Шлёп…
Кап…
Шлёп…
Кап…
Шлёп…
Влажные шаги в коридоре звучали всё громче. Всё ближе и ближе они были к палате. Мокрая кожа с хлюпом отвратительным, холодным, проникающим через уши прямо в мозг, касалась липкого линолеума. Будто какой-то злой шутник в полутьме больничной ночи швырял на пол гниющую ветошь, поднимал и снова кидал, разбрызгивая капли по полу.
Шлёп…
Кап…
Шлёп…
Шлёп…
Кап…
Пациент тихо заскулил и свернулся в клубок на жалобно скрипнувшей пружинами койке. Он подтянул колени к груди и натянул до самой макушки одеяло, насквозь пропахшее запахами лекарств и трусливого пота.
Шлёп…
Шлёп…
Звук мокрой поступи остановился. Как всегда, напротив одной и той же палаты. Пациент зажмурился так крепко, что веки и воспаленные глаза заболели. Он задрожал крупной дрожью, вцепился расцарапанными пальцами в края одеяла. Его пересохшие, искусанные губы сипло шептали: «Прошу! Умоляю! Уходи! Оставь меня! Кто-нибудь… уберите её…».
Пошарпанная дверь в одиночную палату медленно, с протяжным скрипом открылась. Больной готов был кричать от ужаса, но знал: голос снова его подведёт. Как всегда. Как и каждую ночь.
Каждый раз, когда во тьме звучал этот скрип, и беловатая полоса от ламп дневного света из коридора ложилась на пол, разрезая синюю темноту комнаты, пациент надеялся, что хоть кто-то из персонала услышит эти шаги, этот шум и придёт! Войдёт санитар, включит свет – и кошмар рассеется.
Никто не пришёл и в этот раз.
Шлёп…
Шлёп…
Кап…
Дверь снова протяжно запела, закрываясь. Замка не было. Ручку отпустили. Она вернулась в горизонтальное положение с громким щелчком, в пустой темноте прозвучавшем, словно удар кнута.
Пациент сильнее подтянул одеяло к лицу.
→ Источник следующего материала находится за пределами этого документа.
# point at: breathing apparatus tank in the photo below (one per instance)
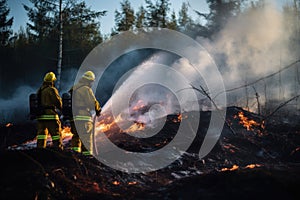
(34, 106)
(67, 106)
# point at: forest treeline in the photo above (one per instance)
(27, 54)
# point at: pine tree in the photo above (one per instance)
(125, 18)
(184, 19)
(172, 24)
(141, 18)
(5, 23)
(220, 12)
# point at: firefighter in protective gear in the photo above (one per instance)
(48, 121)
(83, 102)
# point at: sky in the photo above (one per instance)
(107, 22)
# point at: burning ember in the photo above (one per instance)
(251, 166)
(66, 132)
(137, 126)
(116, 183)
(234, 167)
(247, 123)
(9, 125)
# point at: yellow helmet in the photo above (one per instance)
(89, 75)
(50, 77)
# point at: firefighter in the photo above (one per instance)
(84, 102)
(48, 121)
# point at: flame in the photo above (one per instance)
(116, 183)
(9, 125)
(132, 183)
(66, 132)
(139, 105)
(233, 168)
(251, 166)
(178, 119)
(137, 126)
(249, 123)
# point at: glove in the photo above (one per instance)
(98, 112)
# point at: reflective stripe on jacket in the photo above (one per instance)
(48, 117)
(83, 100)
(50, 100)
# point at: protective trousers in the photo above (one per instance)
(52, 127)
(85, 129)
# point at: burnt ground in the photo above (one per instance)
(261, 163)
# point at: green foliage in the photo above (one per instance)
(124, 19)
(5, 23)
(141, 18)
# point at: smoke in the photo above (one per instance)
(16, 108)
(252, 46)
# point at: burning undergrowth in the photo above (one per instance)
(250, 158)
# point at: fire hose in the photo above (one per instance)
(93, 135)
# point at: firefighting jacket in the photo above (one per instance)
(83, 101)
(50, 102)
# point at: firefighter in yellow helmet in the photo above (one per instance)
(48, 121)
(83, 102)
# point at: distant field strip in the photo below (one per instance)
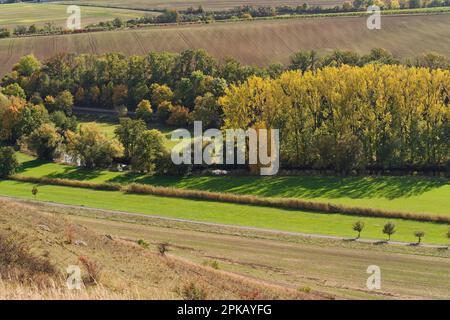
(206, 4)
(405, 194)
(257, 42)
(227, 213)
(284, 203)
(40, 13)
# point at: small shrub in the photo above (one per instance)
(250, 295)
(179, 116)
(92, 268)
(419, 235)
(213, 264)
(163, 248)
(16, 259)
(70, 234)
(190, 291)
(304, 289)
(144, 244)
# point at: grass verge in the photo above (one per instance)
(227, 213)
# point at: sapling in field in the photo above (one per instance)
(419, 235)
(389, 229)
(358, 226)
(35, 191)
Тело свело напряженной судорогой так сильно, что даже пальцы на ногах скрючились до боли.
Прикосновения мокрой кожи к полу, шлепки шагов и звук тяжелых разбивающихся капель были всё ближе и ближе к кровати.
Шлёп…
Кап…
Шлёп…
Больной не мог видеть сквозь закрытые веки и толщину одеяла, но он каждой клеточкой тела ощущал, что в темной, пустой больничной комнате он снова не один. Его изрядно поредевшие и поседевшие волосы на голове встали дыбом, словно натянув кожу на покрытом холодным потом затылке. Нос уловил мокрый запах тины и омерзительную, сладковатую вонь гниющей плоти.
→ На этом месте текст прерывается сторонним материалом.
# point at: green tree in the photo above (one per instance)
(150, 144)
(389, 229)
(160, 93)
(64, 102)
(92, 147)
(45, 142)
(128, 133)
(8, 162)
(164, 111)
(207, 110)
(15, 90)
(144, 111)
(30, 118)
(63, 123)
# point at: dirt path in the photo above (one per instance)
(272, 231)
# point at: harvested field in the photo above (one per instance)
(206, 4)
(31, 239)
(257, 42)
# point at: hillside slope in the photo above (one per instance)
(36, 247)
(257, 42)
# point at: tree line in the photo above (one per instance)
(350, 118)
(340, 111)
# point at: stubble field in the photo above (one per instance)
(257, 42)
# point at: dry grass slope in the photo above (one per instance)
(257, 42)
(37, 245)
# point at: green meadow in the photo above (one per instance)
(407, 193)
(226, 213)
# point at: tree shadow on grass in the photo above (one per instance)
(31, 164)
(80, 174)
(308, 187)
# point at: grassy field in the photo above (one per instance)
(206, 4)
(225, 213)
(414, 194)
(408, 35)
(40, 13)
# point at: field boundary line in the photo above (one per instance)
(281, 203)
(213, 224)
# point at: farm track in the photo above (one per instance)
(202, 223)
Пружины койки застонали под тяжестью второго тела. Мужчина ощутил около своей щиколотки колено гостьи. Она оперлась на кровать и склонилась над пациентом.
Несмотря на прослойку одеяла между больным и его посетительницей, ногу мужчины чуть не свело от мокрого холода, проникнувшего через толстые слои ткани.
– Н-н-е-е-т, умоляю, – тихо прорыдал он, когда понял, что край одеяла чуть приподнялся. Тонкая, влажная, холодная, как лёд, рука гостьи по-паучьи пробралась под его защиту. Липкие подушечки пальцев коснулись его кисти, проверяя, на месте ли кольцо.
* * *
– Вы, кхых, – Жора полупьяно сглотнул, – шли к этому целые ДЕСЯТЬ ЛЕТ!
Выкрик потонул в нестройном хохоте и аплодисментах гостей. Неверная рука подняла наполненный до краев бокал, салютуя в честь связавших себя узами брака друзей. Наташа взяла тонкими пальчиками ножку своего фужера и сделала вид, что хочет отпить. Может, это поможет сделать так, чтобы Жорик заткнулся уже и сел!